Se fossero due Stati differenti il Nord sarebbe l’unico partner economico del Sud e il Sud il principale partner del Nord. Viene ovvio pensare, dunque, che un governo del Sud, se vi fosse una secessione, dovrebbe puntare sul suo unico partner e provare ad offrire un qualcosa ad esso che è difficile offrire nella sua terra natia, ad esempio forza lavoro più economica oppure ampi campi coltivabili.
In effetti il Nord, che ha già rapporti commerciali in loco, avrebbe tutta la convenienza a mantenerli, ricordiamoci che il Sud conta circa 100 miliardi per l’economia del Nord.
Sembra un numerone ed in effetti lo è: È 1/3 del PIL lombardo. Ma è anche pari, circa, al residuo fiscale del Nord. In sostanza, per il Nord, il Sud è un elemento quasi neutro, ma tutto ciò a causa dell’Italia che incassa quei 100 miliardi che il Sud dà per usarli principalmente per il Sud.
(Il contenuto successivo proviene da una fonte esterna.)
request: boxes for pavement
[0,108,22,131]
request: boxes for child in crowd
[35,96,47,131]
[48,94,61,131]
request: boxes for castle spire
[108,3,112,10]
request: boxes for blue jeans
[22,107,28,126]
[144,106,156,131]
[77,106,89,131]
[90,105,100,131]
Se è vero che tanti lavori al Sud sono nel pubblico, quindi in sostanza creati con questi soldi, è abbastanza impensabile che siano tutti così. Esiste dunque un mercato privato, dal quale il Sud può ripartire se liberato dal giogo dello statalismo.
Infatti per la media politica meridionale creare lavoro vuol dire assumere nel pubblico. Ma questo non è un vero lavoro, perché viene in gran parte pagato dal Nord, che in sostanza sta pagando la gente per comprare i suoi prodotti.
E qui c’è la chiave del tutto: Il Nord ha convenienza nell’industrializzazione del Sud. Infrastrutture, istruzione, sedi distaccate: Sono tutti campi sui quali il Nord sarebbe ben lieto di investire per rafforzare l’economia meridionale traendone profitto.
Certamente il Nord non manterebbe un esercito di dipendenti pubblici. ciò spingerebbe anche l’elettorato locale a votare per politici in grado di creare vera prosperità, di spingere per una crescita industriale e nei servizi e per un’economia sostenibile.
Ma qual è la proposta del neoborbonico/orgoglioso sudista medio?
Di chiudere l’economia meridionale al Nord. Cosa che, chiaramente, causerebbe qualche decina di miliardo di danni al Nord. Ma, mentre il Nord subirebbe qualche danno economico che lascerebbe qualche grana al governo settentrionale, il Sud si troverebbe senza il suo unico partner commerciale, con un settore primario che produce con difficoltà, un secondario che arranca e un terziario scarso. Calerebbero i finanziamenti per il pubblico, che può significare un aumento della disoccupazione non da poco, oltre che un calo di servizi, già oggi di scarsa qualità.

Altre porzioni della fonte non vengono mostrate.